Oklahoma health and fitness experts weigh in on what it takes to prepare for a 26.2-mile run.
Get evaluated: David Rhodes, an orthopedic surgeon with INTEGRIS Health Edmond and winner of the 2019 OKC Memorial Marathon, suggests visiting your doctor before training begins.
“A doctor will perform a routine screening based on the patient’s age, medical problems and overall conditioning level,” he says. “The doctor may decide to do a blood pressure check, heart disease screening or look for other things that could potentially be an issue if somebody starts an exercise program for the first time.”
Create a routine: Endurance is built over time, so forming a regular running schedule is key.
Sloan Taylor, a registered dietitian with Saint Francis Hospital, says athletes should use a structured plan with pre-determined distances as they work toward race day. She advises increasing distance conservatively over the plan, especially if you’re a novice. A common method is running maintenance runs twice during the week and tackling longer distances over the weekend.
“If you haven’t been running, it’s important to start out with a reasonable amount of exercise,” seconds Rhodes. “Some people get really motivated and excited to begin their training, and they go on to do too much too soon. They get injured, almost immediately, and that really sidetracks them from making progress.”
Tulsa-based personal trainer John Jackson says cross training is also essential to avoiding injury, creating stability and increasing your aerobic capacity. He recommends foot builders – because everything goes through your toes, feet and ankles – as well as weight-lifting.
“Using both bands and weights can help your body handle the mileage under gravity,” he says.

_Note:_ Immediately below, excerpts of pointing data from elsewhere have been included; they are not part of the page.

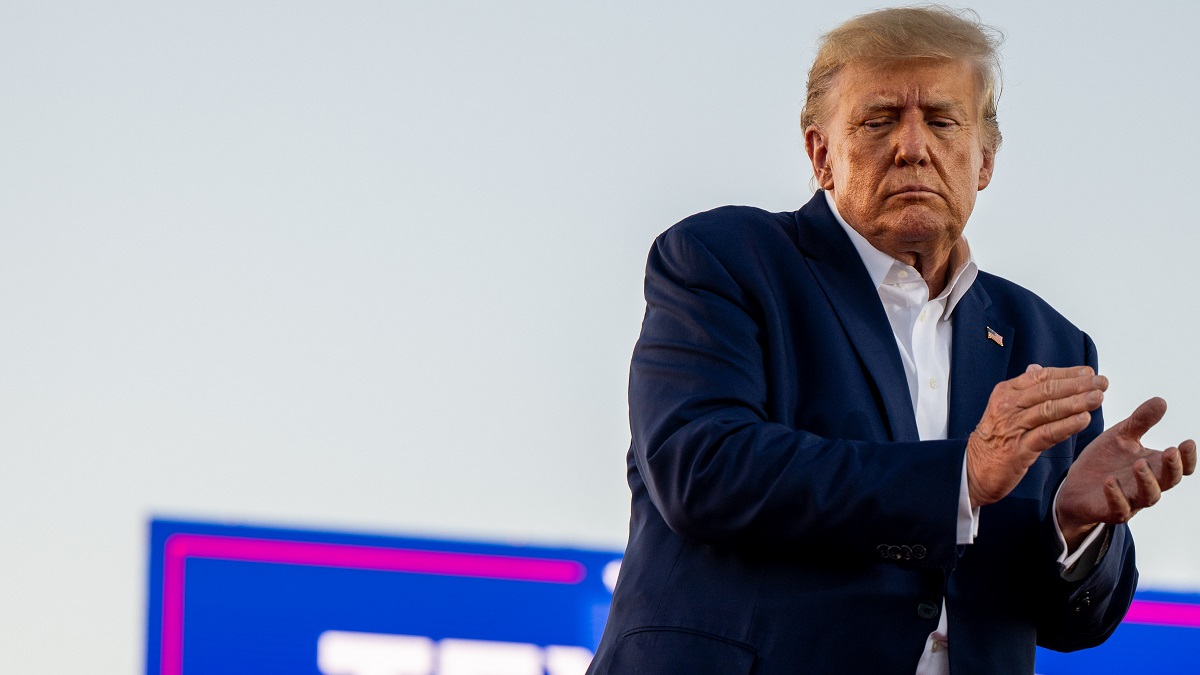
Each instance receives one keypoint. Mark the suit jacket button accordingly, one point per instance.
(1084, 602)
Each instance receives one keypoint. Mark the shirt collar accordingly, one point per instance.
(880, 266)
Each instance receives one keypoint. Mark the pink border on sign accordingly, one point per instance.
(181, 547)
(1153, 613)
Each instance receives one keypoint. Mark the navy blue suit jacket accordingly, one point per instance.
(785, 515)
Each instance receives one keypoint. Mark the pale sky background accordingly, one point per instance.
(378, 266)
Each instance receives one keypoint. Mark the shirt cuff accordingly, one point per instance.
(1078, 565)
(969, 518)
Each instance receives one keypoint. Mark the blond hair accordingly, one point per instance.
(928, 31)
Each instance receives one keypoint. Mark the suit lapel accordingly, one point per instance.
(977, 359)
(839, 270)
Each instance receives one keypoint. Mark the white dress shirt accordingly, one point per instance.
(924, 333)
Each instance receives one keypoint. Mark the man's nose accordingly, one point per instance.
(912, 142)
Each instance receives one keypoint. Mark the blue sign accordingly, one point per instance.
(240, 601)
(231, 601)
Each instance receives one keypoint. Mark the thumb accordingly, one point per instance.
(1144, 418)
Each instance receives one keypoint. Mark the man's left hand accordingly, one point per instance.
(1116, 476)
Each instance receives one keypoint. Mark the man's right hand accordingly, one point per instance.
(1026, 416)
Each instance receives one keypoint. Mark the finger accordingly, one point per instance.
(1143, 419)
(1171, 470)
(1061, 388)
(1045, 436)
(1188, 454)
(1119, 507)
(1060, 408)
(1149, 493)
(1035, 375)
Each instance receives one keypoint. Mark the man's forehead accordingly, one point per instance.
(929, 83)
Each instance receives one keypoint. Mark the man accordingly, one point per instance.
(852, 451)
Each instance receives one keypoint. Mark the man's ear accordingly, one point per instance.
(817, 148)
(985, 168)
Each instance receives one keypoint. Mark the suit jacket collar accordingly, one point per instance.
(978, 359)
(846, 284)
(977, 362)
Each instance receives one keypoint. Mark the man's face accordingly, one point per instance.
(901, 151)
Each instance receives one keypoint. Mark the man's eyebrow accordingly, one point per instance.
(883, 105)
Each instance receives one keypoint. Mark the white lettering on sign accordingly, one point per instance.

Rest and replenish: Staying hydrated is necessary for training safely, but Jackson says runners need to do more than just drink water. After running for an hour or more, Jackson recommends replenishing your glycogen stores. This will help you from hitting a wall at the 20 mile mark.
Racers can replenish by eating energy chews on the run, but Rhodes advises to try them before race day to see how the body responds.
As for resting, Taylor says novice runners should have a designated rest day at least once a week.
Before Race Day
Map the space: When it comes to combating extreme weather, runners must know their geography. Jackson says training in the region you’ll be running in is the best way to acclimate to the conditions.
“You can trigger your body temperature systems with hydration, too,” says Jackson. “If you can get a feel for how much water you need or how you need to eat based on where you’re running, that can help as well.”
Stay steady: As the race draws near, runners shouldn’t change much about their training regimen. Taylor says the intent of the “taper down” is to capitalize on both the rest and decreased mileage right before the race. Jackson adds that by this point, runners should be consistent in their mileage and recovery. Don’t treat preparing for race day like cramming for a test.
Implement the same mindset when it comes to pre-race meals. Avoid seafood, high fiber foods or anything outside of your typical diet.
Stay positive:Your mental state plays a huge role in your ability to finish the race. If you’re healthy, the experts agree that you can work up to the 26.2.